I am looking at a Dehler 34 and a Dufour 34. Both are brand new with the Dufour not in production yet. Both are pretty similar. With no real information any opinions on either boat maker.


----------



## Guest (Sep 9, 2002)

In general in my experience with both, Dehlers seem to offer much better design and build quality than Dufours. That said the Dufour 34 is a brand new design and perhaps may be an improvement on prior models. 

Jeff


----------



## SailorMitch (Nov 18, 2005)

Both make fine boats with the edge definitely going to Dehler in overall quality. I''d put Dufour a cut above the Big Three (Hunter, Beneteau, Catalina) in quality and then Dehler a cut above Dufour. Dehler has stressed performance in prior models much more than Dufour. Having said that, I know Dufour is pushing performance in this new line.

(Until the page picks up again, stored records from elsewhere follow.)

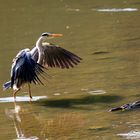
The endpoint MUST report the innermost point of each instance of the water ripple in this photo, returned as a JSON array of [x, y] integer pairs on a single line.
[[132, 135], [117, 10], [21, 99]]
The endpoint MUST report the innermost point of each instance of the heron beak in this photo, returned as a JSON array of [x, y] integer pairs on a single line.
[[56, 35]]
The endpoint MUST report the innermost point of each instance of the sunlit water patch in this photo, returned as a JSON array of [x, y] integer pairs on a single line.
[[21, 99], [93, 92], [97, 92], [132, 135], [117, 10]]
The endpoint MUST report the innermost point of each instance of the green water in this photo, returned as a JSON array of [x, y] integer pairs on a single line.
[[79, 98]]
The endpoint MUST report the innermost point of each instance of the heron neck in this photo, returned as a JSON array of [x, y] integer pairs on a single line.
[[39, 47]]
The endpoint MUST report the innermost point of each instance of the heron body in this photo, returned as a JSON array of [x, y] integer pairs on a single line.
[[29, 64]]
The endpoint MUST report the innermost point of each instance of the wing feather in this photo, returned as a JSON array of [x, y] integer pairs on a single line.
[[54, 56]]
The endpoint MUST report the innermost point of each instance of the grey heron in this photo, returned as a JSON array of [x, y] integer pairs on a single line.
[[29, 64]]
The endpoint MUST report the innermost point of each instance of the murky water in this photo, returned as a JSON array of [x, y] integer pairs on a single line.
[[106, 35]]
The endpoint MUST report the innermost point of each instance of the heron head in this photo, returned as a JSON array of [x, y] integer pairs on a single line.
[[50, 35]]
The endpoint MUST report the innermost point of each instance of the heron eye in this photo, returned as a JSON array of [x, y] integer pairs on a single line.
[[45, 34]]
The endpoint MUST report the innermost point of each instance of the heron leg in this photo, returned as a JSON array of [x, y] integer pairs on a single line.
[[29, 87], [15, 92]]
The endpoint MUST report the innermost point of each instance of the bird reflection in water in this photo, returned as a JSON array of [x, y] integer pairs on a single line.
[[31, 125], [26, 126]]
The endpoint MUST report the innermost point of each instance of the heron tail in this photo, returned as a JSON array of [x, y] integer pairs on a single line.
[[7, 85]]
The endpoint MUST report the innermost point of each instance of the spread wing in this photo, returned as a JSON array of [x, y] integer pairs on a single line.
[[53, 56]]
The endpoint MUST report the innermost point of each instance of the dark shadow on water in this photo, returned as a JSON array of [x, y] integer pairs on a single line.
[[84, 100]]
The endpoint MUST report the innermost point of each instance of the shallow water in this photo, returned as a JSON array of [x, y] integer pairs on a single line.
[[78, 99]]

I''ve spent considerable time poking through Dehler 36 and 39, and Dufour Classic 36 and 38. Dehler designs are narrower beam (thus less volume below) with deck layouts more attuned to racing. Dufour Classics are aimed more at cruising. I think a choice between the two would depend on your primary use -- cruising or racing. Certainly folks in Europe race Dufours and reportedly do well according to their posts on Sailnet. (Do racers ever say "my boat is a tub and I always come in last?") My first choice would be a Dehler of the two, but also want to see this new line from Dufour.


----------



## doubleplay (Nov 9, 2001)

I was at Dusseldorf Boat Show when Dehler 34 was introduced for the first time.I spent a considerable amount of time looking at this boat.It is a lot more cruising oriented than performance oriented big brothers 36 and 39 altough it has a very similar layout to 36.
It is rated "A" which means unlimited oceans in European standarts.The tankage (water and fuel)is a little bit limited and also storage space is not enough for extended offshore cruising.However if you are looking for a fast and very well built boat for extended coastal sailingand occasional club racing you can not find a better boat for the money.
Dufour has been bought by Grand Soleil(quality Italian yacht maker)and they are re-designing their whole line so the new 34 probably will be a better than avarage boat like their new 40,but Dehler Boats are head and shoulders above Dufour in terms of build and parts quality.If money is no object I would definitely would go for Dehler...
Good Luck


----------